A Community’s collective effort | Corryong Golf Club’s redevelopment

by Andrew Young

First green in play Corryong Golf Club
Golfers putt on the new artificial grass greens at Corryong Golf Club

When fire ravaged the East Coast of Australia in 2019/20, the border town of Corryong suffered greatly. And, while significant damage was done to the golf course on the outskirts of town, the club’s bounce back has been remarkable, headlined by the development of nine artificial grass greens which officially opened for play earlier this month. 

The facility improvements also included the construction of a new deck at the Corryong Sporting Complex, which overlooks the ninth green of the revamped golf course. 

Situated 120 kilometers East of Albury-Wodonga, Corryong Golf Club has had sand greens throughout its history, but after fire burnt through the whole course, the club’s members and committee rallied behind the idea of a total transformation to the putting surfaces.  

“It’s been an ambition for probably about ten years,” said club vice-captain Richard Bennetts.  

“It was a tough time (when the fires came through), but one of the good things to come from it was bushfire recovery grants. The club persisted and was ultimately successful in securing one of those to install artificial turf greens.” 

The golf course upgrade was part funded by the Victorian government’s Local Economic Recovery grant program, while the Border Trust Community Foundation helped to cover the cost of the broader club improvements. 

The club received $327,004 in recovery grants, which along with donations from other local charitable organisations, made the entire project possible.  

In a message to the club, Minister for Emergency Services, Jaclyn Symes reaffirmed how important it is to help clubs like Corryong to bounce back from disaster. 

“We know that recovery from major disasters takes time and grants like these help communities to get back on their feet,” Ms Symes said. 

“We’re proud to see the results in Corryong and stand by the community as they progress in their recovery.” 

The course – which acted as a buffer for the town during the fires, resulting in the loss of only one residence – was closed for an extended period. First the fires, then storm damage, immediately followed by the pandemic, mean golfers didn’t tee it up at Corryong for two years. 

While this gave the course a chance to regenerate, members and the committee sprang into action to plan for the renovations.  

A dedicated working group was established, particularly for the greens project, as the club found a way forward. 

Together, the team of volunteers worked tirelessly to bring the project to life. An effort recognised by golf club president, Kelly Galbraith at the official launch dinner of the new greens. 
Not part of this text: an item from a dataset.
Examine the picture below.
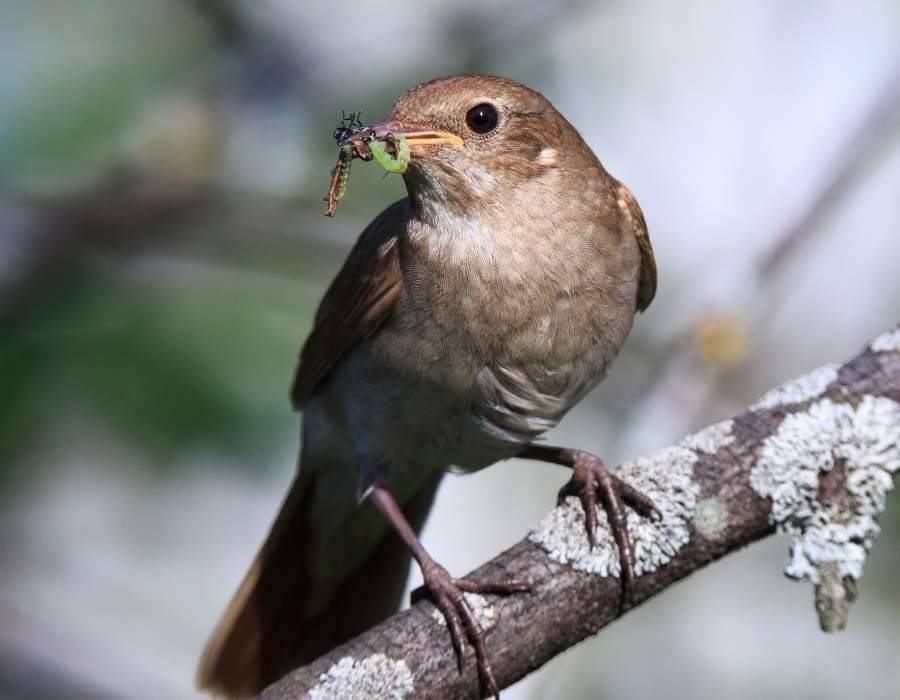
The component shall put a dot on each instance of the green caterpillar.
(344, 161)
(386, 160)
“From the very inception of this project, this journey has been fueled by passion and a shared vision for enhancing our community spaces,” Galbraith said. 

“A heartfelt thank you to all who offered general assistance, advice or a helping hand when needed... Your support is what has held this project together.” 

To that end, the club’s due diligence throughout the project has helped to ensure a particularly playable – and sustainable – finished product.  

They spoke to clubs around the country, particularly in Western Australia, conversations which helped to ensure that the greens were properly constructed with the base material – which is largely recycled glass. 

As a consequence, no bacteria or organic matter can grow underneath, so the putting surfaces stays nice and level. 

Designed like grass greens, with undulations and up to four possible pin placements, members and guests have enjoyed rolling their putts on the new surfaces at Corryong.  

“We haven’t had a single negative comment,” Bennetts smiled. Everyone has been impressed with them.” 

“It’s a pretty big achievement. You can already see the benefit to the community, it’s already having an impact. 

“The number of people playing has increased quite dramatically and we are getting interest from all around the place, with people wanting to play the new greens and see what they’re like.” 

A full field of 3-player Ambrose teams played on the opening day, while a course record, 76, was promptly set on just the second official day of competition.  

The new greens have generated plenty of interest with young golfers too, and the club is working with local schools to implement a formal youth development program.